Era stato aggredito fisicamente più volte, e ne era stato menomato stabilmente. Era stato avvelenato mortalmente, e aveva indotto gli autori a confessarlo, spaventati del loro fallimento: un tiro che sarebbe sembrato goliardico, se non avesse messo in gioco un uomo ferito e inerme contro il mandante della sua distruzione. Mentre si consegnava deliberatamente ai suoi torturatori svelava al mondo il palazzo imperiale di Putin sul Mar Nero. Uno così, volete che i vigliacchi dal piccolo successo non ne sfregino la memoria, mentre ancora gli assassini ne nascondono il corpo?

Eccoli, a chiedere che “si faccia chiarezza”. A raccomandare che si attenda che la giustizia russa, e i suoi medici legali, facciano il loro corso. A mettere in guardia contro le deduzioni affrettate: non è forse vero che Putin avrebbe avuto interesse a risparmiarsi questo chiasso alla vigilia delle elezioni? E poi, la Bild e lo scambio di prigionieri... A Putin sarebbe convenuto tenerlo in vita, dopo averlo avvelenato, dopo averlo incarcerato e condannato, dopo averlo chiuso in una colonia penale e punito a ripetizione con la cella d’isolamento, e deportato in una clausura glaciale, fino alla passeggiata e all’imprevedibile incidente… E poi, Assange. Nelle pagine interne Navalny, per strillare Assange in prima. Il loro eroe comparato. Io ho orrore della vendicativa detenzione di Assange e della minaccia che gli pende sul capo. Le democrazie che tengono alla sua liquidazione legale compiono un altro passo verso il proprio suicidio. Forse Assange piangerà anche dell’abuso che si fa del suo nome per rimpicciolire quello di Navalny.

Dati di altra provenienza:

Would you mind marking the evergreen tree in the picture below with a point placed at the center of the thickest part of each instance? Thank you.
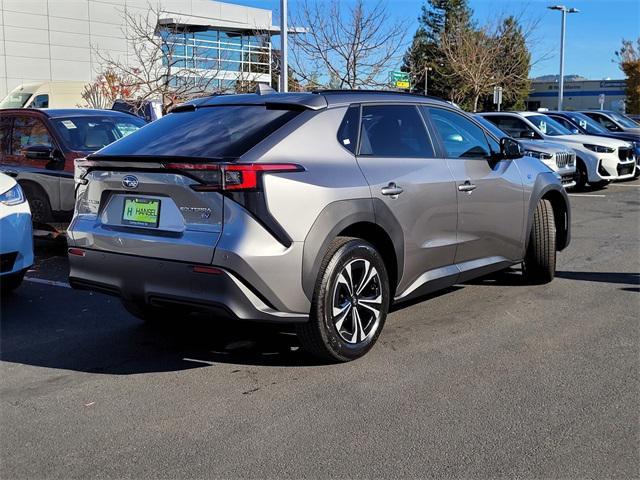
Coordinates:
(513, 65)
(424, 51)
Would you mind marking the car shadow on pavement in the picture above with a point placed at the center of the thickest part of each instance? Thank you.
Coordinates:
(94, 334)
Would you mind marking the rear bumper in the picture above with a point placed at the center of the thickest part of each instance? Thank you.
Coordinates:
(165, 282)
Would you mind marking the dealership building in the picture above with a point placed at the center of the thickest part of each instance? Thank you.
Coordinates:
(64, 40)
(578, 95)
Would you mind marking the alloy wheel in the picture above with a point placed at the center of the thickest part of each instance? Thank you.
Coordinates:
(357, 301)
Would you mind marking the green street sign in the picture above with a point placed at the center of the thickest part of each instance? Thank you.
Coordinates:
(399, 80)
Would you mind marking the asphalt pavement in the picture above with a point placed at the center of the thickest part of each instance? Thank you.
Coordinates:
(488, 379)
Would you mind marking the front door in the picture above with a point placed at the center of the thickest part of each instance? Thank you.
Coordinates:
(490, 195)
(416, 188)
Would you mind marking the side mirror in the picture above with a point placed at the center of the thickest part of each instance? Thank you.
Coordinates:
(38, 152)
(530, 134)
(510, 149)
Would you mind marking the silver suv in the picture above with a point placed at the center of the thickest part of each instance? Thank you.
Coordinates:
(317, 209)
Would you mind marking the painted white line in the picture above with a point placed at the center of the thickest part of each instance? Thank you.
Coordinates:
(195, 360)
(585, 195)
(47, 282)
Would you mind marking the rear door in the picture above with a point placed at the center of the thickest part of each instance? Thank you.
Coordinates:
(490, 196)
(408, 181)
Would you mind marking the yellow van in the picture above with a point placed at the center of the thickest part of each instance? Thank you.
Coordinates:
(46, 95)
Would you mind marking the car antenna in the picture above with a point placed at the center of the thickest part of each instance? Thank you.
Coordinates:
(264, 89)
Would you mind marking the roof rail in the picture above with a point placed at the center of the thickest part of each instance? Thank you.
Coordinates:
(388, 92)
(264, 89)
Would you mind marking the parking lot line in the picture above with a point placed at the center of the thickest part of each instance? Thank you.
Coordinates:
(206, 362)
(47, 282)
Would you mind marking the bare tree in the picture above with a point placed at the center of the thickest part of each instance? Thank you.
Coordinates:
(476, 57)
(351, 45)
(107, 88)
(628, 59)
(160, 64)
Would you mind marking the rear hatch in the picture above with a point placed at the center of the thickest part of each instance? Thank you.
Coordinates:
(160, 192)
(137, 210)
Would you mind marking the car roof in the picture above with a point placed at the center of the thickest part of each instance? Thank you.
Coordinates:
(67, 112)
(521, 114)
(311, 100)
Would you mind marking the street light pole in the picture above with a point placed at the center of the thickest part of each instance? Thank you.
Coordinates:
(564, 10)
(284, 62)
(426, 78)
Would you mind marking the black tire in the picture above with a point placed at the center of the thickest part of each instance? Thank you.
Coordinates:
(540, 259)
(38, 204)
(581, 175)
(8, 283)
(327, 340)
(149, 313)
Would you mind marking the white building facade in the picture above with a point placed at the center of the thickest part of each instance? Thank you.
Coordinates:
(579, 95)
(59, 40)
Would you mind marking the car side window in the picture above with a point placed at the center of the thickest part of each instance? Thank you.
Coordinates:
(604, 121)
(27, 132)
(41, 101)
(394, 131)
(515, 127)
(348, 131)
(566, 124)
(460, 136)
(5, 132)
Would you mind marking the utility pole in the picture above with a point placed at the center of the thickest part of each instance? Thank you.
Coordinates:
(284, 46)
(564, 10)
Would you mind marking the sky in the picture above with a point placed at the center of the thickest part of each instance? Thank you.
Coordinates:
(593, 34)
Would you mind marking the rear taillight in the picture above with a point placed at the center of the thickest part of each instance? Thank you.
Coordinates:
(230, 177)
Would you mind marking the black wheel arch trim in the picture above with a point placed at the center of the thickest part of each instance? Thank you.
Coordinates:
(546, 186)
(338, 216)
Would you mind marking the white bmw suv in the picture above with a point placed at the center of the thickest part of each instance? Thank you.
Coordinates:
(599, 160)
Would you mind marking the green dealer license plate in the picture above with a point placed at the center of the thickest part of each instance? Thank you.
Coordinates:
(141, 212)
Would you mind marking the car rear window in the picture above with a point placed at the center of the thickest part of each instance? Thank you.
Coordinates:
(208, 132)
(91, 133)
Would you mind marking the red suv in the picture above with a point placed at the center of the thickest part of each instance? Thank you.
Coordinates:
(38, 147)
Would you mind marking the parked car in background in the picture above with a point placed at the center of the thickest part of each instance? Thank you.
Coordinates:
(38, 148)
(65, 94)
(16, 242)
(315, 209)
(150, 110)
(599, 160)
(582, 124)
(614, 121)
(557, 157)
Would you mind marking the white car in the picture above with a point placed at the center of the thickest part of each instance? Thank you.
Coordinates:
(599, 160)
(558, 158)
(16, 241)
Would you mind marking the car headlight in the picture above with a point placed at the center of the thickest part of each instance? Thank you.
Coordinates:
(13, 196)
(538, 155)
(599, 148)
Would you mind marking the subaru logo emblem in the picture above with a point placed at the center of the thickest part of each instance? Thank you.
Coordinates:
(129, 181)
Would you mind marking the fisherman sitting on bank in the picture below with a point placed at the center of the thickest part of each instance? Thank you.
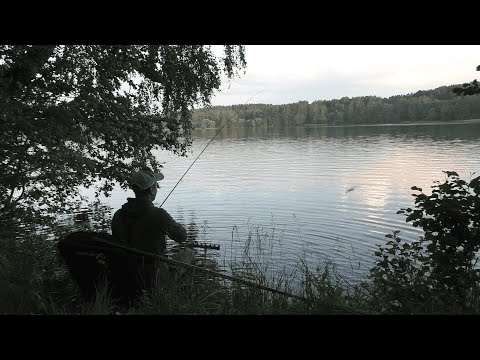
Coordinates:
(142, 225)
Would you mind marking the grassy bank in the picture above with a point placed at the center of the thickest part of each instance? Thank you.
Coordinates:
(436, 274)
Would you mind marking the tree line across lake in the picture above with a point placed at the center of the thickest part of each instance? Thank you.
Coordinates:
(440, 104)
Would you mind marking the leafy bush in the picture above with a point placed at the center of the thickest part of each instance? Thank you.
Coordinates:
(438, 272)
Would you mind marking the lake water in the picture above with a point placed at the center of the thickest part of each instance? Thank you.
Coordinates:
(311, 193)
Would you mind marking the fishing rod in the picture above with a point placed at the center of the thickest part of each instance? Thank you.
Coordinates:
(178, 182)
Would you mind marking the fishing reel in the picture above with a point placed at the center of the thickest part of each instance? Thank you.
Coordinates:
(196, 244)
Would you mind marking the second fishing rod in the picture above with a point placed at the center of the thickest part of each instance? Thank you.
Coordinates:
(214, 136)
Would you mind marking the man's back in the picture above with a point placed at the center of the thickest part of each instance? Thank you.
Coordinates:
(144, 226)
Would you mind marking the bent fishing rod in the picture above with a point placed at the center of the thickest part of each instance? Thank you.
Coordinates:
(178, 182)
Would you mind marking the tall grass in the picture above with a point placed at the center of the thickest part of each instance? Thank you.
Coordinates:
(35, 280)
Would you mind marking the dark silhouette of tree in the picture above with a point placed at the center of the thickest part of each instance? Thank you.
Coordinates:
(74, 114)
(468, 88)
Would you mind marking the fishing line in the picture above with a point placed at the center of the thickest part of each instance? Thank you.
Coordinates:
(178, 182)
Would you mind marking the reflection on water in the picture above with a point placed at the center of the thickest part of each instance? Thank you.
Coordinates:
(317, 193)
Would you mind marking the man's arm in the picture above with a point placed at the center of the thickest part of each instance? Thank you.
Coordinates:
(174, 230)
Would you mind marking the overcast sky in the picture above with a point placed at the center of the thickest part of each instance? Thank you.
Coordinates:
(284, 74)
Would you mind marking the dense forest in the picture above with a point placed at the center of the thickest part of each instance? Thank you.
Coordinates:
(440, 104)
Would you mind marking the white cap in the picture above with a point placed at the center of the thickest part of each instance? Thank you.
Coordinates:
(145, 179)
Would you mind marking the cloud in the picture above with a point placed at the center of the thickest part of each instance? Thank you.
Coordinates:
(285, 74)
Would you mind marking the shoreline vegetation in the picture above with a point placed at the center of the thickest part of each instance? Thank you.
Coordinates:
(437, 105)
(111, 107)
(436, 274)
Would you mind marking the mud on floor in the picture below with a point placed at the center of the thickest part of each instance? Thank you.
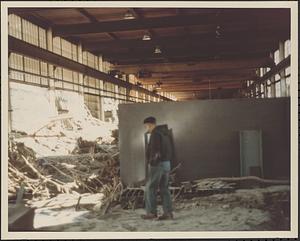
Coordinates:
(258, 209)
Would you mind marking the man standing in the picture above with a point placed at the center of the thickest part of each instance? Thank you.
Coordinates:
(158, 157)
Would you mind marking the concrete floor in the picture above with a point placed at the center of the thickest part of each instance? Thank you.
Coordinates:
(243, 210)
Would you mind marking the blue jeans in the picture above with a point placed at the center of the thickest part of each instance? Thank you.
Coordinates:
(158, 178)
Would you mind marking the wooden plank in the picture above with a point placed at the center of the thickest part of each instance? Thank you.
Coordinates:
(160, 22)
(244, 37)
(230, 64)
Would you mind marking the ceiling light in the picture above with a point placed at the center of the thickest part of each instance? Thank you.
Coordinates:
(128, 15)
(157, 50)
(146, 37)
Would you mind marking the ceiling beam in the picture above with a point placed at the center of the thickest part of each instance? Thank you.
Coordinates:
(18, 46)
(198, 79)
(32, 10)
(241, 37)
(163, 22)
(203, 87)
(92, 19)
(233, 64)
(188, 53)
(85, 13)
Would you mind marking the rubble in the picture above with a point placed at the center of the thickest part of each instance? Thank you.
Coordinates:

C’è un’ultima cosa, la più importante. Navalny e Sharansky si scambiano lettere che parlano della stessa disgustosa galera che li ha ospitati e tormentati. Hanno un tono impavido e ironico. “Sono scoppiato a ridere”, scrive Navalny, a riconoscere la propria punizione in quella identica inflitta a Sharansky dall’Unione sovietica. (Scrive anche: “Mi è stato impossibile non cominciare a piangere”, leggendo dell’incontro di Sharansky liberato con la moglie, “Scusa il ritardo”). Ridere, piangere. Sanno, l’uno e l’altro, che bisogna conservare l’ironia, farsene proteggere, e proteggere i propri cari. Mostrarsi con uno spirito intatto, al mondo dei liberi, che non possono immaginare tutto, e ai ceffi dei carcerieri, che non devono mai sentirsi vittoriosi. Di uno che si è immolato come, letteralmente, un martire, le ultime parole sono quelle al suo giudice remoto, se volesse mandargli qualche soldo perché il suo gruzzolo carcerario si va riducendo.

Ma chiunque, come sua moglie, i suoi figli, deve immaginare anche il momento in cui l’ironia non ha più posto, la resistenza materiale del corpo cede, il sentimento della fine e di una fine solitaria, fra nemici, esausta, ha la meglio. Si muore così, quando si è stati ironici ed eroici, quando si è umani.